受信料の乱

2016年09月10日 09時40分

 ▼1637年に起こった島原・天草の乱は、キリシタン迫害に反旗を翻したものとして知られるが、根底には理不尽な重税に苦しむ農民の怒りがあったという。築城のため湯水のように出費し続けた藩主が、その埋め合わせで生活のあらゆる面に税を課していたのである。子を産めば「頭銭」、死者が出れば「穴銭」を取るなどはまだいい方で、棚を作れば「棚銭」、窓を付ければ「窓銭」を徴収したらしい。

 ▼とにかく名目を付けて徹底的に搾り取ろうとの魂胆だろう。これでは農民が生きていくことさえかなわない。一揆を起こされても当然ではないか。それを思い出したのは、さいたま地裁のワンセグ受信料訴訟でNHKが敗訴したとの報に触れたからである。NHKはテレビ視聴機能が付いた携帯やスマホの所有は受信設備の設置と同じとして、受信料の支払いを求めていた。さいたま地裁は先日、これに対し携帯などは設置に当たらないと、NHKの主張を退ける判断をしたのである。

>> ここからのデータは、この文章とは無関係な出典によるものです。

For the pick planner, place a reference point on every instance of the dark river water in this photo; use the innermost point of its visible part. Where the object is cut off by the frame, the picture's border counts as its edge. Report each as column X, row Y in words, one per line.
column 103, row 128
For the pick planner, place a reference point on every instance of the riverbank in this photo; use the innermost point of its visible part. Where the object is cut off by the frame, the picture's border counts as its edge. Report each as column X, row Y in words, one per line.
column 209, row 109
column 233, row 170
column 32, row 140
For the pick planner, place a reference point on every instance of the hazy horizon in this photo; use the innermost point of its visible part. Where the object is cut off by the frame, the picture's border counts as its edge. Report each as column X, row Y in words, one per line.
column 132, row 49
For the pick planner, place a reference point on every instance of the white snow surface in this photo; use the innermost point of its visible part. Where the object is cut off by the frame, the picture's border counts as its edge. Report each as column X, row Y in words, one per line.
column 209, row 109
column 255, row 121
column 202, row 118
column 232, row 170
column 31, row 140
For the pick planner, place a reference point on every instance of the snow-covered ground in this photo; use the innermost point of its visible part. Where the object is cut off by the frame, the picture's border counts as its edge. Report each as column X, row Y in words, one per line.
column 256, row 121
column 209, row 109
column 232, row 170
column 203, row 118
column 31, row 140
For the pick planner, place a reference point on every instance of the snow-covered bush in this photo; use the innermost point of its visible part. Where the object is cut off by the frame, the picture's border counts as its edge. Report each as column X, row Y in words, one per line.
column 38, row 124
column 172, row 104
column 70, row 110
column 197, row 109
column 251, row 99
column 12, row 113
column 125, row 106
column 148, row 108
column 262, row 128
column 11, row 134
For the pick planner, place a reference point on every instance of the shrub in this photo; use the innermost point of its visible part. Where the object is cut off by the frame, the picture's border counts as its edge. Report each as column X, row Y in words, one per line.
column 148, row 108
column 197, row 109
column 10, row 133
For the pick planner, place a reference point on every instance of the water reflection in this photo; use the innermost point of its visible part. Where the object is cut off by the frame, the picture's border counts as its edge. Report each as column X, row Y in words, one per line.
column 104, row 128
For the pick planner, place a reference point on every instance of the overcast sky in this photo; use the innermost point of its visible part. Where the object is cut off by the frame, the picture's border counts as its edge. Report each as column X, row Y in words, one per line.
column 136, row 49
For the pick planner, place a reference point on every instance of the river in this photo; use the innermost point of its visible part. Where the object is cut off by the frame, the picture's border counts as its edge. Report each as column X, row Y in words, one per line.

 ▼NHKの存在意義や受信料自体に異議を差し挟むつもりはない。ただ取れるところからは取ろうという姿勢は、おごりと思われても仕方ないのでないか。受信料は義務である以上、税金と似た性格を持つ。ワンセグからも徴収するとの大きな規約変更であれば、消費税率を上げるときと同様に、あまねく丁寧な説明が国民に対し必要だったろう。そもそも携帯の販売店で、NHK受信料が発生すると聞いた覚えもない。今どき「下に~下に~」では、NHK藩も時代に取り残されよう。